Im Vorfeld war vielfach das Ende der deutschen Zeitarbeit angekündigt worden. Aber die Katastrophe konnte abgewandt werden: Das Bundesarbeitsgericht (BAG) hat in einer grundlegenden Entscheidung festgestellt, dass die Zeitarbeitstarifverträge iGZ und BAP europarechtskonform und damit wirksam sind - und zwar unterschiedslos für unbefristete wie befristete Beschäftigungsverhältnisse. Damit ist klargestellt: Personaldienstleister können durch Anwendung der iGZ/BAP-Zeitarbeitstarifverträge weiterhin rechtswirksam von dem Gleichbehandlungsgrundsatz („Equal Treatment/Pay“) abweichen.
Hintergrund des Verfahrens, in dem das beklagte Zeitarbeitsunternehmen von TaylorWessing vertreten wurde, war die Klage einer Zeitarbeitnehmerin auf Equal Pay mit der Begründung, die Zeitarbeitstarifverträge verstießen gegen das in der EU-Zeitarbeitsrichtlinie postulierte Gebot der „Achtung des Gesamtschutzes“. Der EuGH hatte der Auffassung der Klägerin im Dezember 2022 zunächst weitgehend zugestimmt. Ein Zeitarbeitstarifvertrag müsse jede Abweichung von den Arbeits- und Entgeltbedingungen des Kunden „nach unten“ durch eine Besserstellung ausgleichen. Nur dann sei der Gesamtschutz gewahrt und der Tarifvertrag geeignet, den Equal-Grundsatz abzulösen.
Ganz überwiegend war die Fachliteratur der Auffassung, diese Anforderungen des EuGH würden die Zeitarbeitstarifverträge von iGZ und BAP nicht erfüllen. Allein die geringeren Entgelte würden eine Schlechterstellung beinhalten, die nicht ausgeglichen werde. Demgemäß war bereits die Unwirksamkeit der Tarifwerke ausgerufen und das Ende der deutschen Zeitarbeit eingeläutet worden.

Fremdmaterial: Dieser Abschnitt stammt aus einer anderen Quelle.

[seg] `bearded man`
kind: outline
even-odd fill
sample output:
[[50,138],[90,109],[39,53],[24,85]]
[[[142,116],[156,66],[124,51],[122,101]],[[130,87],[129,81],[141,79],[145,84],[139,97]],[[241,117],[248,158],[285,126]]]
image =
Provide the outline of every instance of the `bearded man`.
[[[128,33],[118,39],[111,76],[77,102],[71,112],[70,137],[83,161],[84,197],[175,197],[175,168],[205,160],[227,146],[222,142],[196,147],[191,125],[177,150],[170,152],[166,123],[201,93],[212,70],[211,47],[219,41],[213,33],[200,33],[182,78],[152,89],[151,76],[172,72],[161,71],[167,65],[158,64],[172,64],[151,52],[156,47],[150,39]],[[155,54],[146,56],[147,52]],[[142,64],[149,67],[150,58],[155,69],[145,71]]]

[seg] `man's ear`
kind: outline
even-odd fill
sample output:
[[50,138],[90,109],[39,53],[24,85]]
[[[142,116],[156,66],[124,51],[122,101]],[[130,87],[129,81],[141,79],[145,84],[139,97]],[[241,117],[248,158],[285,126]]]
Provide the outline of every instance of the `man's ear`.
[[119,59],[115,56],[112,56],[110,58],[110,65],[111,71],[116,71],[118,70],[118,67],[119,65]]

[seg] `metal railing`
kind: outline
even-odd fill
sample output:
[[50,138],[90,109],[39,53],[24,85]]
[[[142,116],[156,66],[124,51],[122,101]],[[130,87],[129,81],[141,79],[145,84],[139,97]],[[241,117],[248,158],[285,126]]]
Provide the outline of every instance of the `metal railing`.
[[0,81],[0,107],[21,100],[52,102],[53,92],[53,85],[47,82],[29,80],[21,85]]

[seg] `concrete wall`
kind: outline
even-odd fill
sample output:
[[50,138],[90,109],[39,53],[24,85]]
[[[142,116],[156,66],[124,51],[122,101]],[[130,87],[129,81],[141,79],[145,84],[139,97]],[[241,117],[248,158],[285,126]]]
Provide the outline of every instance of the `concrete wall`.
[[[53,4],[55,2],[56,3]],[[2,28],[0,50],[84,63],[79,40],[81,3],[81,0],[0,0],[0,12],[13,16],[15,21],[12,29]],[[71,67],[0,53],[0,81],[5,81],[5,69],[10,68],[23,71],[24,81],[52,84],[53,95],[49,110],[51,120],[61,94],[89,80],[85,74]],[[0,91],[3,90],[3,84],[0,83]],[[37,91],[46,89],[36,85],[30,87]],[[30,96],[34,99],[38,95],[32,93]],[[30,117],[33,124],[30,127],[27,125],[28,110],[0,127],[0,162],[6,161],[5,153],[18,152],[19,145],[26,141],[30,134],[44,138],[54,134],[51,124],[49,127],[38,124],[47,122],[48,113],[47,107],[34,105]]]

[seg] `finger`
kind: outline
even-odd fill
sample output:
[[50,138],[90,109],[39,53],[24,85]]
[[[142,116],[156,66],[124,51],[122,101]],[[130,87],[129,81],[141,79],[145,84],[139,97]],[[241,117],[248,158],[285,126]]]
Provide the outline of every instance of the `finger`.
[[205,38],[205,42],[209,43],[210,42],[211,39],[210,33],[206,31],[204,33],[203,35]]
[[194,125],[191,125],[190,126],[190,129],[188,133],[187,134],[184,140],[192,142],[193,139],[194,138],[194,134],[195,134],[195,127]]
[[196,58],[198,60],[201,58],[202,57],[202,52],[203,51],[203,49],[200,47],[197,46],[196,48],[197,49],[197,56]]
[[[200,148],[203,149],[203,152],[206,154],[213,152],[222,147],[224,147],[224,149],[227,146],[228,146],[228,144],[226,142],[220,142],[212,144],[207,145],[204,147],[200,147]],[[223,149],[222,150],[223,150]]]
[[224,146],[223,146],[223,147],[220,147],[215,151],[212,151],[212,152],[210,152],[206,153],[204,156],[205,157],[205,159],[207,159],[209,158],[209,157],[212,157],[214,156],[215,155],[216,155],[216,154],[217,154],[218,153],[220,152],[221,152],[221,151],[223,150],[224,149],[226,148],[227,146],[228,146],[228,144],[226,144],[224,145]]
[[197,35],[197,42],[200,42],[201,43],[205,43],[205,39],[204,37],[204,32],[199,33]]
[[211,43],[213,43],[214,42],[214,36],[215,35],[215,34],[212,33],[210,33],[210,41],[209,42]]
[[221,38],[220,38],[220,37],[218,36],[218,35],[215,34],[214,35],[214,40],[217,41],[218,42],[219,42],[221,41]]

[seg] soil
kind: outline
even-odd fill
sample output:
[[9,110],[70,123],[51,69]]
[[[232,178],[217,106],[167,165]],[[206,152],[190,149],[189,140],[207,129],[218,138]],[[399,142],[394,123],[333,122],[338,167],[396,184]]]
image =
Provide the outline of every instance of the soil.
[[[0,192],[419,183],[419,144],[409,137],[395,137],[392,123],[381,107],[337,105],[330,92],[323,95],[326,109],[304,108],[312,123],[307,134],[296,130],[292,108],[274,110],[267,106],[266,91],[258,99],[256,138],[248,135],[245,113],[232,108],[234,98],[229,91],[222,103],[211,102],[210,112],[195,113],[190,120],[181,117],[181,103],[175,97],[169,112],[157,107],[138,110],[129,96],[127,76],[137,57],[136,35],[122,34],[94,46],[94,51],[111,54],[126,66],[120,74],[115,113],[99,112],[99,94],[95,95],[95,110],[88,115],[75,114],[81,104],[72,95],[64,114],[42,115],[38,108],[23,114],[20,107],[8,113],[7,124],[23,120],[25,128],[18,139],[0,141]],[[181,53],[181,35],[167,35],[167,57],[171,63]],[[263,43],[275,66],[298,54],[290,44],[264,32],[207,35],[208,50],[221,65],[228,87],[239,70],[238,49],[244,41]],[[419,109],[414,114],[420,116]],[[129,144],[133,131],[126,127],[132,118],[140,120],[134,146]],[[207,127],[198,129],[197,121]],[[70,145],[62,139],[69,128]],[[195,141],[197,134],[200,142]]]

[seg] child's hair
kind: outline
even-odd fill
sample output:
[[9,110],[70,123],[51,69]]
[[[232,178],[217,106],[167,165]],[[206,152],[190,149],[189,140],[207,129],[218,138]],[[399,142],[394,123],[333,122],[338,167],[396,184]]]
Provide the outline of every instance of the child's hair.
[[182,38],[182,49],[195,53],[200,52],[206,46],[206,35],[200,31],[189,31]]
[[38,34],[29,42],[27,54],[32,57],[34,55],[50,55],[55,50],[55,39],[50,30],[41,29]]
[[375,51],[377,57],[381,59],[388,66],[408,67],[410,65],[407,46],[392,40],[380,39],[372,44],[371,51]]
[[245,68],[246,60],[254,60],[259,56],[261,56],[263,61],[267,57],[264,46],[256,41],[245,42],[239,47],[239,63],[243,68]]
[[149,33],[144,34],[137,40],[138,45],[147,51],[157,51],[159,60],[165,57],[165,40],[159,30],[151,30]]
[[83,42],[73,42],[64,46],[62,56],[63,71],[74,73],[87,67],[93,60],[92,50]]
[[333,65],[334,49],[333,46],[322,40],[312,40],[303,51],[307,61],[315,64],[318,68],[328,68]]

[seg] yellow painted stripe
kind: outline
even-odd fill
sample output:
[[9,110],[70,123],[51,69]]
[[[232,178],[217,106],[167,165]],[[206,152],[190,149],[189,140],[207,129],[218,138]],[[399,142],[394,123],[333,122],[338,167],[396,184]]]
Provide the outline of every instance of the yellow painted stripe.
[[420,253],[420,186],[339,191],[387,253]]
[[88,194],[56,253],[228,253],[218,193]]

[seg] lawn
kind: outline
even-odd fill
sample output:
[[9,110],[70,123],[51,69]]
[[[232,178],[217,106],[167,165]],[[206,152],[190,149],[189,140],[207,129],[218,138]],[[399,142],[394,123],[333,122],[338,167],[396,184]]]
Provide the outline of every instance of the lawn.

Das BAG hatte nun die Vorgaben des EuGH in das deutsche Recht zu „übersetzen“. Dabei folgte das BAG der von TaylorWessing in Erfurt vorgetragenen Argumentation und stellte nach intensiver Debatte fest: Das deutsche System mit seinem Zusammenspiel aus den gesetzlichen Vorgaben, insbesondere dem Garantieprinzip für verleihfreie Zeiten, und den tariflichen Regelungen wahrt den Gesamtschutz der Zeitarbeitnehmer. Gegen alle Stimmen im Vorfeld der Verhandlung konnte dies sogar unterschiedslos sowohl für befristet wie unbefristet beschäftigte Zeitarbeitnehmer durchgesetzt werden.
Mit der heutigen Entscheidung hat das BAG allen weiteren Klagen der sog. Däubler-Kampagne die Grundlage entzogen. Die Zeit der existenzgefährdenden Rechtsunsicherheit ist damit vorbei. Das deutsche AÜG und die Tarifwerke der Zeitarbeit sind europarechtskonform und finden daher weiterhin uneingeschränkt Anwendung.